Le vote du 14 juillet marque une nouvelle séquence dans ce domaine. Durant des mois, des parlementaires s'étaient en effet mobilisés pour tenter d'infléchir la révision de la nouvelle position espagnole. Le 1er juillet 2022, les députés ont adopté un projet de motion non contraignante demandant le retour de Madrid à sa position de neutralité sur le Sahara et le rétablissement d'une «relation amicale» avec l'Algérie –elle a été votée par 193 voix, 110 contre et quatre abstentions. Auparavant, d'autres initiatives avaient été prises dans cette même ligne –le 7 avril puis le 27 mai.
Autre facteur à retenir: celui de la détérioration des relations entre Madrid et Alger par suite de la nouvelle position espagnole sur le Sahara marocain. La crise s'est installée. Au début du mois de juin dernier, l'Algérie a décidé de suspendre le traité d'amitié et de bon voisinage ainsi que la coopération économique liant les deux pays. Plus encore, Alger a acté des mesures coercitives à l'encontre des banques algériennes en gelant les domiciliations des entreprises espagnoles pour l'import et l'export avec l'Espagne. Ce qui avait conduit à une ferme réaction de l'UE qui a considéré pratiquement que c’était là une «déclaration de guerre économique» contre un Etat membre. Le 30 juin, Madrid a encore accusé Alger de bloquer la quasi-totalité des échanges commerciaux bilatéraux, à l'exception du gaz, contredisant ainsi clairement les démentis des autorités algériennes.
Au final, qu'en conclure? Que, de nouveau, un grand camouflet a été apporté à l'Algérie et au mouvement séparatiste, et qu'ils doivent prendre acte de la consolidation de la position du gouvernement espagnol sur ses relations avec le Maroc et en particulier sur la cause nationale; que les pressions et les tensions d'Alger n'y feront rien; que les deux principales formations espagnoles (PSOE et PP) partagent désormais cette attitude et comptent bien s' y tenir; et que l'Algérie n'est pas un partenaire fiable, s'ingérant dans des affaires de souveraineté de l'Espagne.
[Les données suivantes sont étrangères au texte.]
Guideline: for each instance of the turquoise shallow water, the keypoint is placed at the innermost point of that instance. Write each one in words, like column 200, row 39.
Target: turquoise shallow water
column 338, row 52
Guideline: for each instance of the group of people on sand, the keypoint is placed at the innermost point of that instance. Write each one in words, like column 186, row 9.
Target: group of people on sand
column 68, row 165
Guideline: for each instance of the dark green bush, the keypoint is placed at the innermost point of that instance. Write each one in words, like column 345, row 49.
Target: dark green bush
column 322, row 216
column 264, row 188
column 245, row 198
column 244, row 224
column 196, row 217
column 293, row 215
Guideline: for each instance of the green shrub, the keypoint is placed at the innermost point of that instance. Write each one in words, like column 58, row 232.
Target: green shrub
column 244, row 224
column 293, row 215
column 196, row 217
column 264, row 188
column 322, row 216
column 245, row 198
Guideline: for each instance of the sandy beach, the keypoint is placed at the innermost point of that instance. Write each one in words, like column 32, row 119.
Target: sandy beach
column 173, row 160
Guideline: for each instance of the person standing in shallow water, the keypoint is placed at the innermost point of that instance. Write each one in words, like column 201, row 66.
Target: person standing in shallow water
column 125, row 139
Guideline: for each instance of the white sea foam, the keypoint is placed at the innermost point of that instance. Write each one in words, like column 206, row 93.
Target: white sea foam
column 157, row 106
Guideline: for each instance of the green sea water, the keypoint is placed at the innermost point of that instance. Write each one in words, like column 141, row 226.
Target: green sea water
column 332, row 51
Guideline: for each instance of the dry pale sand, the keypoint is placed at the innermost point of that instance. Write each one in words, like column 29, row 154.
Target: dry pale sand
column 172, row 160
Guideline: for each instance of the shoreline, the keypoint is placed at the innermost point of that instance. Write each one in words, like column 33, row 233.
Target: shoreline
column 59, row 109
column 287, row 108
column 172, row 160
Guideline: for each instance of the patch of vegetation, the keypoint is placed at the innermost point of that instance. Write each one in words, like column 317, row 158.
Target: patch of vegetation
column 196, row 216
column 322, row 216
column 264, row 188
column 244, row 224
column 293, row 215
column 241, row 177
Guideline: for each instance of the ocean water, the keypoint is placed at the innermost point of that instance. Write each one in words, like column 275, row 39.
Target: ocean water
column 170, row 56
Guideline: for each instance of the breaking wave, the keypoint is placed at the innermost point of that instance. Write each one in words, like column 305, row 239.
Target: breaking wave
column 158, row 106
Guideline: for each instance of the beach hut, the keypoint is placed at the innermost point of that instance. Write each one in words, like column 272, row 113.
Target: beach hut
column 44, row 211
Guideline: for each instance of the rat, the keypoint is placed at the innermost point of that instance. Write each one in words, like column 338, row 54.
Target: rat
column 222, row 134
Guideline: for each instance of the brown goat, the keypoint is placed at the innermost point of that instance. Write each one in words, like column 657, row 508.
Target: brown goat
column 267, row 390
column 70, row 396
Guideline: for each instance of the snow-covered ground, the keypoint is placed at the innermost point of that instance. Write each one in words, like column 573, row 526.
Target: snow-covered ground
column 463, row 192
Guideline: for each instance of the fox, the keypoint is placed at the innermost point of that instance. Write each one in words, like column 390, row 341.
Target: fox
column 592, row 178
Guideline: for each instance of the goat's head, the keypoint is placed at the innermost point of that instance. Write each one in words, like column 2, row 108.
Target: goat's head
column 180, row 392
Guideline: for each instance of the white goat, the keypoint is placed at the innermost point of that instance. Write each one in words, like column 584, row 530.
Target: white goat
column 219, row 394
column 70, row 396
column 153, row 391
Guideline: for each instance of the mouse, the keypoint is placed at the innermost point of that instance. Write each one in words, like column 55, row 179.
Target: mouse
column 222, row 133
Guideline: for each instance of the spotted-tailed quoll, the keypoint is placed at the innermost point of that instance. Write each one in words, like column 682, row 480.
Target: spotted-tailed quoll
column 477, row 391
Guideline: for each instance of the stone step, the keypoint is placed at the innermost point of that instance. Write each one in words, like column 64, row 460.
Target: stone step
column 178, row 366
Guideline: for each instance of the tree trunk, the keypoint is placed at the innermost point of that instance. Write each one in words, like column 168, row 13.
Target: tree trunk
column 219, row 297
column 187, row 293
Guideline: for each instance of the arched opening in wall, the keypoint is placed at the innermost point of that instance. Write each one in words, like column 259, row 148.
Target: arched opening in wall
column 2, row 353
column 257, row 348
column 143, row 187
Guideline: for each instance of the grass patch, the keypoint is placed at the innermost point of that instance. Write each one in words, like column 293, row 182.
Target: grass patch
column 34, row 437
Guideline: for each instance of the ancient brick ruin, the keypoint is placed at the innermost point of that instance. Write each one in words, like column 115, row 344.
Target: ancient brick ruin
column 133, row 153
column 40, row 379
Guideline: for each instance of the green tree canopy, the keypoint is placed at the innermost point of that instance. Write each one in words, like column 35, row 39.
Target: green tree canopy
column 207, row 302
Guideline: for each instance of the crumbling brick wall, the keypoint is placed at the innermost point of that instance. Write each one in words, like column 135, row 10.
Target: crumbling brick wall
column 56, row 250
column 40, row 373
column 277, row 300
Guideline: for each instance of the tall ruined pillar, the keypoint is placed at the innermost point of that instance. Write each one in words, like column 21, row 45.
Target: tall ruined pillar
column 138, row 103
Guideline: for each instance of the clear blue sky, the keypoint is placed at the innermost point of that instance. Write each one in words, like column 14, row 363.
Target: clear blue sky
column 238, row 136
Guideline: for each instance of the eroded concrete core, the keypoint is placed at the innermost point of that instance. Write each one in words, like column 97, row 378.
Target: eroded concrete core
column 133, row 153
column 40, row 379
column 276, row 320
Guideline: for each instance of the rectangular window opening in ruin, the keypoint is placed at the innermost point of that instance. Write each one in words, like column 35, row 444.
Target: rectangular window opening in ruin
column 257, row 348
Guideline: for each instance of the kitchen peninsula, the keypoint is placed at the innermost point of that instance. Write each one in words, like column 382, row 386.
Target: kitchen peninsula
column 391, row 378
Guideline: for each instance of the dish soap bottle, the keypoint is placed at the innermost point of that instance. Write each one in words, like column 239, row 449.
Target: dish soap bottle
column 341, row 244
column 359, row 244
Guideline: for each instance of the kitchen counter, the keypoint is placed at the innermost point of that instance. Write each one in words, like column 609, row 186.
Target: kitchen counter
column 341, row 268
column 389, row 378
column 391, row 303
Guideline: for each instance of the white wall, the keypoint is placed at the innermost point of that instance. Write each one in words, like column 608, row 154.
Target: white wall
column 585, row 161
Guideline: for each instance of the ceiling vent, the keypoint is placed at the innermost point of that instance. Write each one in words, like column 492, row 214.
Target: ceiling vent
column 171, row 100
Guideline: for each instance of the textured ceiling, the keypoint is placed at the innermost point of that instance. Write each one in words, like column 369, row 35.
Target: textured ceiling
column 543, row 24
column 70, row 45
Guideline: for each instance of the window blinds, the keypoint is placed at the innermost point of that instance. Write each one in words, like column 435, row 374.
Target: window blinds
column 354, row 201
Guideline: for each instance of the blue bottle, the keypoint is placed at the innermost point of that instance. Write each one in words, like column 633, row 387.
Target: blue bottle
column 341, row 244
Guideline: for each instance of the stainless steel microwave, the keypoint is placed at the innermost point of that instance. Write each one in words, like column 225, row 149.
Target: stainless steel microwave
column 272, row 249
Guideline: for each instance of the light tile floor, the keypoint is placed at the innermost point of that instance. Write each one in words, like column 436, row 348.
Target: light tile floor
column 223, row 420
Une lumière crue devant dessiller certains groupes extrêmes en Espagne –minoritaires ou régionaux– mêlant leur hostilité à l'endroit du cabinet Sanchez et faisant ainsi feu de tout bois comme sur le Sahara marocain.
Peine perdue. La cause marocaine est gravée dans le marbre. Inaliénable. Juste. Avec des titres historiques et juridiques majoritairement reconnus et consacrés par la communauté internationale.